Hi all! I'm a php newbie and I'm having a problem that I think more experienced people can help me out with. I'm making a website in flash 8 and I'm trying to create a SignIn where the user will be filling in their username and password and flash will be sending them to a php script. The php script will be searching my database and it will be returning two variables to flash: A variable named signed, which will be indicating that the user was found in the database and a variable named admin, which will be indicating that the user (that has been found) is an admin. Here's the code: <?php //Gets values from flash $Username= $_POST['Username']; $Passwrd= $_POST['Passwrd']; // Connects to Database mysql_connect('localhost', 'root') or die(mysql_error()); mysql_select_db(movies); //Query $data = mysql_query("SELECT isAdmin FROM users WHERE username='$Username' AND password='$Passwrd'"); mysql_result($data, 0); //Or should I use: $info = mysql_fetch_array( $data); ? //Returning values if($info){ echo '&signed=true&'; if($info['isAdmin']=='Y') echo '&admin=true&'; else{echo '&admin=false&';} } else {echo '&signed=false&';} ?> PHP: I've succesfully passed the variables Username and Password from flash to php and I've connected to the database (In some tests I made I could also add records and update my database). My problem is that regardless of what I put in as Username and Password, it seems that I always get a signed=true result in my flash.... (or undefined) However, I've worked a lot with flash, and I can't find a mistake there. Can anybody please tell me if there is something wrong or weird with my php code?? I'm desperate and any help would be greatly appreciated!

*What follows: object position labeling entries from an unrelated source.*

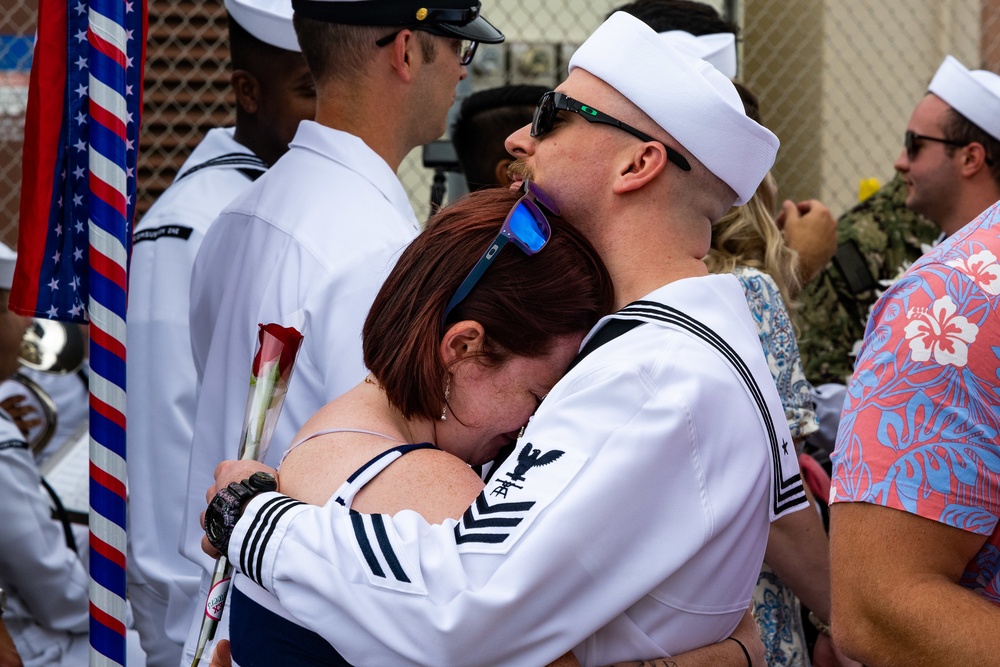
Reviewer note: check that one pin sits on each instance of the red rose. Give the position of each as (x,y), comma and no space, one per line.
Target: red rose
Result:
(276,343)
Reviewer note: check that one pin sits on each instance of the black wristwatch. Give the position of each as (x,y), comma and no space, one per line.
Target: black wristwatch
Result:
(227,506)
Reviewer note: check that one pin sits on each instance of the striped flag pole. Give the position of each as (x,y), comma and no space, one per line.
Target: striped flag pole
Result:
(113,138)
(74,241)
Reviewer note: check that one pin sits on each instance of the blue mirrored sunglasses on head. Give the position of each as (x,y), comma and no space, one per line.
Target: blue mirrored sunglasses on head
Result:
(525,226)
(552,103)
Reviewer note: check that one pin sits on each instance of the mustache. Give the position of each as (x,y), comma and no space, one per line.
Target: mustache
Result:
(518,170)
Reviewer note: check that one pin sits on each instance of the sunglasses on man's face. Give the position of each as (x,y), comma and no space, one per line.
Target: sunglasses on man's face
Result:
(552,103)
(465,48)
(911,141)
(525,226)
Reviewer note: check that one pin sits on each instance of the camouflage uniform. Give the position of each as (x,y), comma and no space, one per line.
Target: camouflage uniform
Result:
(831,317)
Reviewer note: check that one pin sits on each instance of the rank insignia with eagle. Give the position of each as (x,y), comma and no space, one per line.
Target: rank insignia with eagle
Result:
(529,458)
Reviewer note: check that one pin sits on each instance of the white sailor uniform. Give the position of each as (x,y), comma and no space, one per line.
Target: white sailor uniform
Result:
(262,632)
(48,612)
(163,584)
(308,245)
(630,523)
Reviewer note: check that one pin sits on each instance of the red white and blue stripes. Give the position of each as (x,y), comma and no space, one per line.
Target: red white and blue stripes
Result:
(74,243)
(112,163)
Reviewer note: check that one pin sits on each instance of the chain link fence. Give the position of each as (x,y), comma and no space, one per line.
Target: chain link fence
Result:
(837,80)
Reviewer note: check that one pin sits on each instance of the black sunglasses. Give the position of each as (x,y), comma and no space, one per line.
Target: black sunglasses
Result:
(466,50)
(911,141)
(552,103)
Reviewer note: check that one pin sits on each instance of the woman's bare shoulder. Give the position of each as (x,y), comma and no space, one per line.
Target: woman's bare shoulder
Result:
(431,482)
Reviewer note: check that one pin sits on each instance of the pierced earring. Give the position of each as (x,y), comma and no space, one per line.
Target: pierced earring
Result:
(447,391)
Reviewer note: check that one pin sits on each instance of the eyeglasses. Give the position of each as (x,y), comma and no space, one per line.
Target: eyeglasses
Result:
(910,140)
(552,103)
(525,226)
(466,49)
(911,143)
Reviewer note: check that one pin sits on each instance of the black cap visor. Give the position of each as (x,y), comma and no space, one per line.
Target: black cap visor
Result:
(479,30)
(458,19)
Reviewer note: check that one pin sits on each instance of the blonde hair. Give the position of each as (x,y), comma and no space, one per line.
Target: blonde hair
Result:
(749,236)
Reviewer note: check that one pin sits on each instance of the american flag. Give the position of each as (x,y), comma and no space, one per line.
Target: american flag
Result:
(74,242)
(51,280)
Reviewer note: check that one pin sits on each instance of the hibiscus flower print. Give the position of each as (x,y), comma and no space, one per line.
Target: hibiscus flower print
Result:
(937,331)
(982,268)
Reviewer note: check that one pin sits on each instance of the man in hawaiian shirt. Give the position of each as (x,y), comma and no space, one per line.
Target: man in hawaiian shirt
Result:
(914,529)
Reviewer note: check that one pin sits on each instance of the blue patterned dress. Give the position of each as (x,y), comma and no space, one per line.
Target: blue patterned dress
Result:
(775,605)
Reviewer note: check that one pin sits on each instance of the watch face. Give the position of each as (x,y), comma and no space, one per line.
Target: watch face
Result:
(220,518)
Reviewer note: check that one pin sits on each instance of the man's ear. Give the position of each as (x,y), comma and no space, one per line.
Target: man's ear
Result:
(405,54)
(462,340)
(646,163)
(247,90)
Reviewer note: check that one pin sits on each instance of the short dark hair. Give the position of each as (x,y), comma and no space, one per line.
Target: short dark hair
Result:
(523,303)
(485,119)
(694,17)
(957,127)
(336,51)
(333,50)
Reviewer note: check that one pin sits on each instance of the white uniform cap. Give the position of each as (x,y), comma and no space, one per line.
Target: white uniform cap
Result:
(7,260)
(718,50)
(270,21)
(974,94)
(690,99)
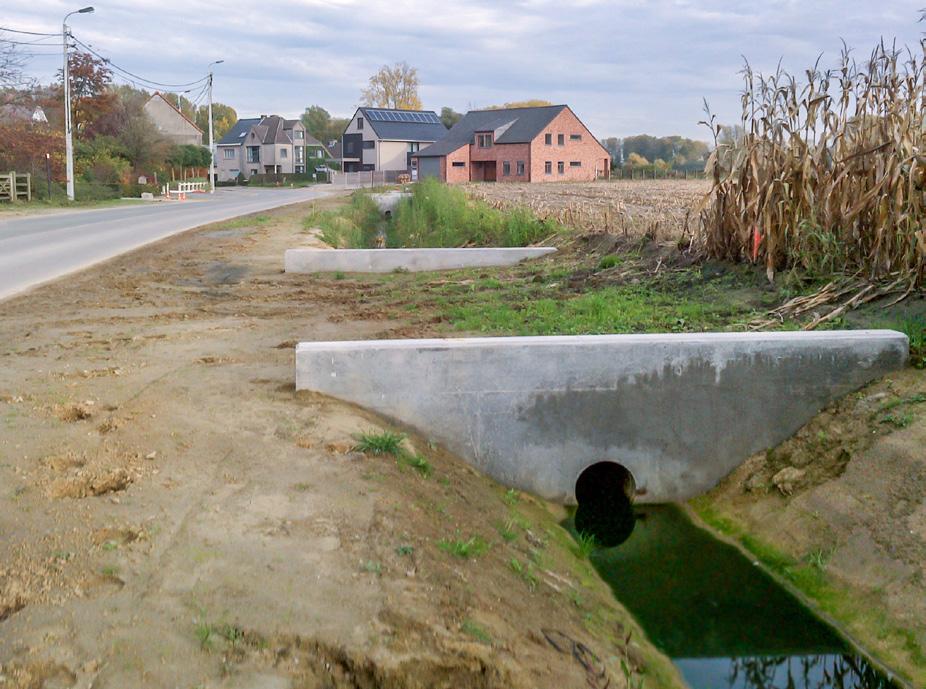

First clean all user input. So replace your $Username and $Password lines with this: $Username = mysql_real_escape_string($_POST['Username']); $Passwrd = mysql_real_escape_string($_POST['Passwrd']); PHP: You forgot to put $info before mysql_result, but still use $info = mysql_fetch_array($data); PHP: Other than that, you made one error. At the end of all your statments, you put and "&". You do not need that because it looks like this: &signed=true&&admin=false I think that might be the part that's messing with your flash....but I'm no flash expert. So here's "my" version of your code <?php //Gets values from flash && cleans them $Username = mysql_real_escape_string($_POST['Username']); $Passwrd = mysql_real_escape_string($_POST['Passwrd']); // Connects to Database mysql_connect('localhost', 'root') or die(mysql_error()); mysql_select_db('movies') or die(mysql_error()); //Query $data = mysql_query("SELECT isAdmin FROM users WHERE username='$Username' AND password='$Passwrd'"); $info = mysql_fetch_array($data); if($info){ echo '&signed=true'; if($info['isAdmin']=='Y') { echo '&admin=true'; } else { echo '&admin=false'; } } else { echo '&signed=false'; } ?> PHP:
Hi JDT, thank you so much for your reply. I tried your code but still nothing. Then, I made it easier: if($info){ echo '&signed=true&'; } else {echo '&signed=false&';} And it always returns signed=false (even if there is a record with the specific username AND password in my database) Also, I tried it like that: if(!$info){ echo '&signed=false&'; } else {echo '&signed=true&';} and it always returned signed=true even if I typed usernames and passwords that don't even exist in database. Could that mean that the mysql_query is ignored or doesn't return the correct result for some reason? I'm sure that php and mySQL communicate though because at my previous tests I could add/remove/change records to the database using php (and flash user-inputs). I also made another test in flash and wrote a simple php (like: if user_input='Maria' echo '&output=Hi Maria&' else echo '&output=I don't know you&') and it works just great. Which means that php does return results to flash. Any ideas please?
Errrr.....the field isAdmin has a value of "Y" or "N"(..or something like that)? Also maybe you can try this: //the code before if (mysql_num_rows($info) > 0){ echo '&signed=true'; if($info['isAdmin']=='Y') { echo '&admin=true'; } else { echo '&admin=false'; } } else { echo '&signed=false'; } PHP: That way it will check if it's valid by making sure there is a row returned from the query. EDIT: Stupid me, since you were checking the variable $info, it's saying it's an array. I should of checked $info['isAdmin'] before, but the code I posted above should still work, If it doesn't try replacing $info with $info['isAdmin'] in the if statement.
Thank you so much, I didn't know about the mysql_num_rows() and it's proved to be very helpful I was convinced that my mistake was in the query so I didnt't pay attention to other details but with this function, I was able to test the script further and at last, I realized where my mistake was. I wasn't exaclty sure of how the echo/print works. My mistake was what you pointed out in your previous post, with only a few adjustments so that flash could read it (it seems that the & symbol is only needed in between the different values that are returned. Only then the flash can understand what is returned). I should have done this: if(!$info){ print 'signed=false&admin=false';} else {print 'signed=true'; if($info['isAdmin']=='Y') print '&admin=true'; else print '&admin=false'; } PHP: Thank you again, you saved me from getting crazy, I'm so grateful!